Today Chinese communities throughout the world will be holding dragon boat races to celebrate the Dragon Boat Festival. The festivals honors the patriot poet Chu Yuan who drowned himself in the Mi Lo River in a protest of the political injustice during the third century.
The dragon boat is traditionally a long thin canoe type boat powered by the people who paddle onboard. Boats are decorated with distinctive Chinese dragon heads and tails and the boats carry a drum to lead the crew. The sport originated in China over 2,000 years ago and is now practiced all around the world.
In the East, the Dragon Boat Festival is better known as the Duanwu Festival and is celebrated each year on the fifth day of the fifth month in the lunar calendar. If you happen to be in Singapore, Malaysia, China, Hong Kong and other areas of Asia you can witness a dragon boat race for yourself. Here are just a few of the events taking place today:
Beijing, China – The capital of China, Beijing, celebrates the Dragon Boat Festival in style with large-scale races. China has now made the day a national holiday and the festival is hailed as a great opportunity for the Chinese to return to their roots and celebrate.

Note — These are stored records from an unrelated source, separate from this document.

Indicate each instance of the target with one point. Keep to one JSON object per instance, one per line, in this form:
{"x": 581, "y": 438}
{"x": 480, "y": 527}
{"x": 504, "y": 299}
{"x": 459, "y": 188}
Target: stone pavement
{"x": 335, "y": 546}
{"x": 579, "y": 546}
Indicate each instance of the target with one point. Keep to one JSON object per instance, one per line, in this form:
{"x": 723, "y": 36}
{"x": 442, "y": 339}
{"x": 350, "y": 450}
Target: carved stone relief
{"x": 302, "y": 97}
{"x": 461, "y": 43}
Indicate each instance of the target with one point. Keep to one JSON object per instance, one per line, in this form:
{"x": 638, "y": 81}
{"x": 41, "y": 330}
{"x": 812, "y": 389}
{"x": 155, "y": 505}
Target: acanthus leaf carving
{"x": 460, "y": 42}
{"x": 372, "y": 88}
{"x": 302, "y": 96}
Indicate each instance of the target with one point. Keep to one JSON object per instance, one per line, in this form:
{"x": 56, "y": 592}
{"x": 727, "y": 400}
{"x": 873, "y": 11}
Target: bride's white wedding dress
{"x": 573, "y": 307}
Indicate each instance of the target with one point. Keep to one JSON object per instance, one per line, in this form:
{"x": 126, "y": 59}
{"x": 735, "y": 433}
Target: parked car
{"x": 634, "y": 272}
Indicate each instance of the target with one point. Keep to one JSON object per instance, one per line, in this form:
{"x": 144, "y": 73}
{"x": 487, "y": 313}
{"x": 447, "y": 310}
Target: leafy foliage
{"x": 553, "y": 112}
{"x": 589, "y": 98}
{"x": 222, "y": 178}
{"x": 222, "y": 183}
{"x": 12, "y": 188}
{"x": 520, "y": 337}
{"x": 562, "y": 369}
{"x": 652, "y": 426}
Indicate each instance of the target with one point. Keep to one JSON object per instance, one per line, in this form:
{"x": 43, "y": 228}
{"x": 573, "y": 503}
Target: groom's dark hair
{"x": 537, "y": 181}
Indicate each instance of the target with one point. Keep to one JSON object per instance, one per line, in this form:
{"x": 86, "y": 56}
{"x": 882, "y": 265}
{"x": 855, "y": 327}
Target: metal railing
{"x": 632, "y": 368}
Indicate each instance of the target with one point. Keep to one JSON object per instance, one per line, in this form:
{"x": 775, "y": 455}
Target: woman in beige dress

Hong Kong – The Dragon Boat Festival was first held in 1976 in Hong Kong and there are now over 100 teams that will come from around the world to race on the Shing Mun River at Sha Tin. The locals race first then the international crews of up to 22 paddlers take to the waters.
Malacca, Malaysia – The Malaysian Dragon Boat Association has celebrated the festival for the last 26 years to mark Chinese culture and spirit and forms part of the week-long Malacca River Festival 2009.
The poet Qu Yuan is a national hero and drowned himself in the Mi Lo River, in the south of China, in 277BC as a protest against a corrupt government. Legend says that as the locals tried to rescue him they beat drums and threw dumplings into the river to prevent fish from eating him. People now eat rice-and-meat dumplings wrapped in bamboo leaves during the festival and many go swimming. Some may even dip their hands in the water as a symbolic gesture of trying to save Qu Yuan.